Clara Burghelea is a Romanian-born poet with an MFA in Poetry from Adelphi University. Recipient of the Robert Muroff Poetry Award, her poems and translations appeared in Ambit, Waxwing, The Cortland Review and elsewhere. Her collection The Flavor of The Other was published in 2020 with Dos Madres Press. She is the Review Editor of Ezra, An Online Journal of Translation.
CLARA BURGHELEA
NEVER IN THIS WORLD CAN A WOMAN LIVE WELL IN HER BODY
Each summer my mother redid the parquet floor or replaced tiles.
For wood, there was always a shade of honeyed brown, while
kitchen walls reeked of yearning blue. Nails painted red,
she smudged, scraped, bled, pulled at hard things that stubborned
themselves to give in.
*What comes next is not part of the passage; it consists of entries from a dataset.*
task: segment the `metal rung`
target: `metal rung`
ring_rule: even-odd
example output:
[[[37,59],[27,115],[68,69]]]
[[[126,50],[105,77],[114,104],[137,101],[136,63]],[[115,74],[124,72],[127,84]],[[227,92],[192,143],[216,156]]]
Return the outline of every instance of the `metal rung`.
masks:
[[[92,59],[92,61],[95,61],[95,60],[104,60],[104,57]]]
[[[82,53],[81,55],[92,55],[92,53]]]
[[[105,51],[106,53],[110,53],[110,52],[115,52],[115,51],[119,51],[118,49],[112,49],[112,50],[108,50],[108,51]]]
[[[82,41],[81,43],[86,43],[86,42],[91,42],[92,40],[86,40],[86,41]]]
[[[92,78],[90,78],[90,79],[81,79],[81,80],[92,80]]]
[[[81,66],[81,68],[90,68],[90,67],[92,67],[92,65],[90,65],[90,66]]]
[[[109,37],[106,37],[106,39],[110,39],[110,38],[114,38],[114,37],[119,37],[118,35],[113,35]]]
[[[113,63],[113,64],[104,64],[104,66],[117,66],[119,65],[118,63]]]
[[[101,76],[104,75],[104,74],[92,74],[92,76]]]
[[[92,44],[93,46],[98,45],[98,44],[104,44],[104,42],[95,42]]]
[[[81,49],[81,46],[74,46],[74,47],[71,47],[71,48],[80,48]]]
They all carried traces, shadows, favors
of long night fights, such noise became the invisible attire
of our house, did she think she could plaster every piece of her
that came out bruised or shrunk, no amount of ceramic could
hide the long trail of sadness along the rooms. Even so, priming
gave us purpose for weeks and us, little girls, tagged along, a feast
of dust and carelessness, no father shadow cast over the tops
of our heads. Fall came galloping down, the shed skins of August
still fresh, a slant of afternoon lazy light behind every window,
and mom’s hurried steps across the cold wood, her need to stay
small, her pretty blue tiles not large enough to hide the muffled cries.